Google’s reaching out to ad exchanges and DSPs marks the latest collaborative stage entailed in developing the Sandbox; the tech behemoth had invited feedback on its initial plans for the solution from industry figures in August via the World Wide Web Consortium’s Improving Web Advertising Business Group. Google asserts that its move to terminate and replace third-party cookies is an effort to the ad industry to put privacy at the fore of its operations.
A spokesperson from Google said that it was too early to comment on the testing stage, but revealed that the firm intents to publish its progress to GitHub, where it first announced the trial. What the move does make clear is that, whilst the impact of Coronavirus continues to overwhelm, the industry must prepare for the end of the third-party cookie.
Buzzfeed pulls news from UK and Australia
Buzzfeed is pulling the plug on its UK and Australian news operations. The move comes only a month after the publisher announced its exit from Germany, and marks the end of its aspirations to become a global challenger to incumbent news media.
Buzzfeed stated yesterday (13th May) that it is planning to scrap its coverage of current affairs and local news to concentrate on popular culture stories in the US. The publisher has furloughed all 10 of its news UK staff, with the UK office continuing to produce content with a “global outreach”, including investigative segments and celebrity news. Four members of Buzzfeed’s News Australia have also been furloughed so far.
The challenger media outlet, which launched in the UK just six years ago, has reportedly been floundering for some time. More vulnerable than some to the devastating impact of the COVID-19 crisis, Buzzfeed now has no choice but to return to the US. Whilst its flagship office won’t be immune to the economic fallout, Buzzfeed is adamant that it is still investing in its news offering. Buzzfeed’s decline emphasises the need for a more sustainable financial model for publishers: more must be done to ensure that quality journalism can afford to remain open.
Dentsu Aegis combines non-Japanese creatives into Dentsumcgarrybowen
Media holding giant Dentsu Aegis Network has announced that it will roll its creative agencies from outside of Japan into a single entity in collaboration with its UK agency, Mcgarrybowen. The newly merged shop, titled Dentsumcgarrybowen, will consist of over 3,000 employees in 33 offices across 24 markets, including the US, UK, Italy, and the Netherlands. The firm’s Japanese creative agency will remain independent from Dentsumcgarrybowen, but will work closely with the new multi-national creative agency on shared clients.
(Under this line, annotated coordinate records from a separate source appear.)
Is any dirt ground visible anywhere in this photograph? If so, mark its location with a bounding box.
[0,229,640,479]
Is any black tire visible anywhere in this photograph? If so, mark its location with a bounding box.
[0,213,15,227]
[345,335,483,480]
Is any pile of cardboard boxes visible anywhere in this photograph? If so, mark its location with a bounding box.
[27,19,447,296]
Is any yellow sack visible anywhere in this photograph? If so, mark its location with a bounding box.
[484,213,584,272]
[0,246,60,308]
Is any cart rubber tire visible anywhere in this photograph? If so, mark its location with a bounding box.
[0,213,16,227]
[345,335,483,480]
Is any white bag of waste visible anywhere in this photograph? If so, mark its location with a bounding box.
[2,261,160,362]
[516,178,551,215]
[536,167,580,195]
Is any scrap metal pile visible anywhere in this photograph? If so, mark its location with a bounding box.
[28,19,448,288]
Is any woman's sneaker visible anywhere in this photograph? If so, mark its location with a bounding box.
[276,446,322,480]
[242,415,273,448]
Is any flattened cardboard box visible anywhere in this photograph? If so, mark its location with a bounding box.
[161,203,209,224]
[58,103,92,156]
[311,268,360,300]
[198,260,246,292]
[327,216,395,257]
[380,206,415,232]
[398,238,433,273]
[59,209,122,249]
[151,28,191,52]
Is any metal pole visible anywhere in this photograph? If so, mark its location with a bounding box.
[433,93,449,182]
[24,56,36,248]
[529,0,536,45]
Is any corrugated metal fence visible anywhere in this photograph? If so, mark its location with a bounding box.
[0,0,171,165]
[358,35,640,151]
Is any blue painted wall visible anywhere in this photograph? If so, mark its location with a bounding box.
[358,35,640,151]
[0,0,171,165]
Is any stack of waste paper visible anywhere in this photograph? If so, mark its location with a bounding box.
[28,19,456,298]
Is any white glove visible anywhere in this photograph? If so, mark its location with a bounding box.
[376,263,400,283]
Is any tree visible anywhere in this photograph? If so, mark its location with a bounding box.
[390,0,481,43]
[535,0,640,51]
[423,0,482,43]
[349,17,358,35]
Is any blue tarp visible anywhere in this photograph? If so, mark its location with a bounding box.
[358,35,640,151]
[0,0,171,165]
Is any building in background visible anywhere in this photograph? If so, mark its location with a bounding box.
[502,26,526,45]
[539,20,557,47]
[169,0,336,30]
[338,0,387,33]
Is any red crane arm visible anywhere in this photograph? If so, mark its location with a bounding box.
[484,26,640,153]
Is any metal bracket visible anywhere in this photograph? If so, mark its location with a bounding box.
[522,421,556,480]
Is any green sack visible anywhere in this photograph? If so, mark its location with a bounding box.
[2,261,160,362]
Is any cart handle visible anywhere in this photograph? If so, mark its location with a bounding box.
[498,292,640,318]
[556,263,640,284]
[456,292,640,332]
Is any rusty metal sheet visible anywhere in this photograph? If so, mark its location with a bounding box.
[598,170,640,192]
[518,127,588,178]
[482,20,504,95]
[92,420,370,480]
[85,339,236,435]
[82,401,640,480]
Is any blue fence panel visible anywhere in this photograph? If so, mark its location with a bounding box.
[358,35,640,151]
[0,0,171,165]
Dentsumcgarrybowen will be headed by co-presidents Merlee Jayme and Jon Dupis, with co-founder of Mcgarrybowen and chief creative officer at Denstu Aegis Network, Gordon Bowen, serving as global chairman. The role of chief creative officer will be taken up by Ned Crowley, who currently holds the same position of Mcgarrybowen.
Global chief executive of creative at Dentsu Aegis, Jean Lin, stated that the union would combine the best elements of Eastern and Western approaches to creative and business. She explained that the merger was “driven by client demand”: "While clients are very mindful of the local ecosystem, more than ever we need consistent global platform thinking to ensure that local brand behaviours are connected together across borders."